Chapter 1 - How It All Started
Joe was sitting at the table reading the paper when I walked into the kitchen and started making breakfast. I was nervous. I was about to make a suggestion I was afraid he wouldn't like. I didn't want to fight about it, but I was prepared to make a stand if I had to. I hoped that, if I buttered him up with a big breakfast and slid in the suggestion gently at the end, maybe I could avoid a battle.
I poured him a cup of coffee and dug around in the fridge for eggs and bacon. He growled, without even looking up, "I already ate a bowl of cereal. I don't want a big breakfast."
I poured myself a cup of coffee and sat down in my usual chair, leafing through the front section of the newspaper. I knew better than to try to have a conversation with Joe until he had finished reading the sports pages. The news in my section was all bad. War. Famine. Suicide bombings. Global warming. Riots. Coups. I rather wished I could care about sports. Sports news seemed preferable to the real news, and the sports writers are the best writers on the staff at the local paper (which isn't saying much). I read the sports pages when Joe was finished simply for the joy of reading decent writing after struggling through the dreadful copy in the rest of the paper.

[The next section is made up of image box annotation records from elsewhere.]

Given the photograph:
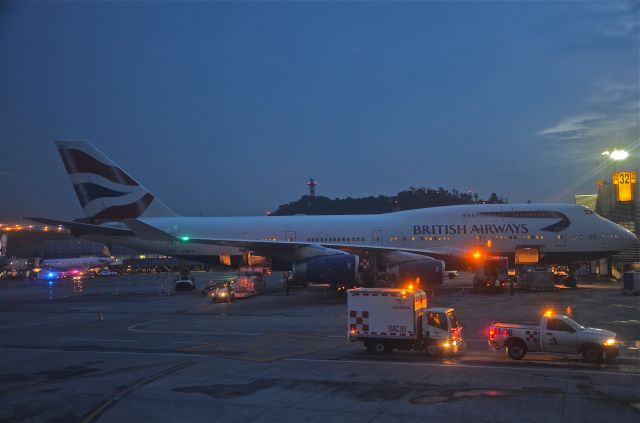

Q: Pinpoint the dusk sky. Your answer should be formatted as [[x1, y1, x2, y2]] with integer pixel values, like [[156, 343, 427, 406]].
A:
[[0, 1, 640, 221]]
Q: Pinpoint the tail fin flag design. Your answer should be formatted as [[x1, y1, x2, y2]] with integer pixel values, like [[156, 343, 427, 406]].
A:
[[56, 141, 176, 223]]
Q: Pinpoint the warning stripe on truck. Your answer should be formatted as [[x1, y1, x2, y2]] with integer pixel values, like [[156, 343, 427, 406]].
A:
[[351, 290, 407, 297], [349, 310, 415, 337]]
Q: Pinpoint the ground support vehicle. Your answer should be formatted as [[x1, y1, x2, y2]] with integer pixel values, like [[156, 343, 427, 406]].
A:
[[235, 267, 266, 298], [174, 279, 196, 291], [208, 283, 236, 303], [520, 270, 556, 291], [282, 272, 307, 295], [473, 256, 510, 294], [444, 270, 458, 279], [488, 311, 620, 363], [347, 288, 464, 356], [622, 271, 640, 295]]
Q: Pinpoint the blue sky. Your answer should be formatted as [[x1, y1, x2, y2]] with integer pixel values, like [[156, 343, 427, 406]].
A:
[[0, 1, 640, 219]]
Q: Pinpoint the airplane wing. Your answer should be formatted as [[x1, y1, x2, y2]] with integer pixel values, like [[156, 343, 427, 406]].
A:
[[25, 217, 135, 236]]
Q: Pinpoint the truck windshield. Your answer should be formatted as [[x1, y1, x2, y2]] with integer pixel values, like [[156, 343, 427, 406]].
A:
[[427, 312, 447, 330], [447, 311, 460, 328], [566, 317, 586, 330]]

Joe slammed down the paper and glared at me, "What?"
"I didn't say anything!"
"You're waiting for me to finish so you can say something. You've already interrupted me. What do you want?"
"Well, excuse me. I know you are doing something very important."
He narrowed his eyes. If I were teasing, it would be okay. If I were being sarcastic, it meant war. I smiled and batted my eyes in a effort to make it appear I was teasing.
He shook his head and tried to look mean. I could tell by the glimmer in his eye and the way his lips turned down at the corners he wasn't really mad. He said, "In any case, you have something to say. Say it."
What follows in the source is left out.